Investor Gary Black of The Future Fund LLC has warned against a possible SpaceX–Tesla Inc. (NASDAQ:TSLA) merger, citing the failed Netflix Inc. (NASDAQ:NFLX) acquisition of Warner Bros. Discovery Inc. (NASDAQ:WBD).
Shareholders Hate Firms Issuing Equity For Acquisitions
On Tuesday, the investor took to the social media platform X to reiterate his stance against a Tesla-SpaceX merger. Even if SpaceX were to go public and leverage that equity to explore a merger with/acquisition of Tesla, it would be detrimental to the investors of the commercial space flight company.
The investor said that buyers of SpaceX stock wouldn’t “willingly invest capital in a firm” that would issue equity to buy another company, sharing that believers of the merger were “fooling themselves.” He then said that investors weren’t keen on equity-backed mergers.

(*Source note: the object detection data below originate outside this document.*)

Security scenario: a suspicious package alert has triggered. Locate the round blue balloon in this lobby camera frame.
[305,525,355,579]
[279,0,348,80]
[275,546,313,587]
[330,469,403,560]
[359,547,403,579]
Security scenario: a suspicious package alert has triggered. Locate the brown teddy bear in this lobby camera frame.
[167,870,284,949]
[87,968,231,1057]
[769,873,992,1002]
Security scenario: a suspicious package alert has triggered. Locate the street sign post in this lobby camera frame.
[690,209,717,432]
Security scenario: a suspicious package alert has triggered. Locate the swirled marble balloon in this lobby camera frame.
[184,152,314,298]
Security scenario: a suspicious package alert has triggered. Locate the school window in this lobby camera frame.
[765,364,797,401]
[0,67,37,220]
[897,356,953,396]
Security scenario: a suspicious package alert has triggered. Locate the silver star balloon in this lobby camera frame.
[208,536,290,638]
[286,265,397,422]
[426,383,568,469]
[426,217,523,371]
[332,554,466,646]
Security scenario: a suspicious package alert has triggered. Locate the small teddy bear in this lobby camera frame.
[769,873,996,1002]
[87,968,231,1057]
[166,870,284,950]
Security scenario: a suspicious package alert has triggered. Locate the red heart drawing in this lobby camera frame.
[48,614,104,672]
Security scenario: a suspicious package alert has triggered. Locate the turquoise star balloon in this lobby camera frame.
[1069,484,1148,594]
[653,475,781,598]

“Shareholders HATE when companies use equity to buy other companies,” he said, citing the example of the failed Netflix-WB Discovery deal. “The latest example is $NFLX which tried to buy $WBD and NFLX stock dropped -30%,” he said, adding that the stock only recovered when Netflix management backed away from the deal.
It’s worth noting that Paramount Skydance (NASDAQ:PSKY) is currently in pole position to complete an acquisition of Warner Bros., but lawmakers are demanding a probe into the alleged foreign funding involved in the proposed takeover.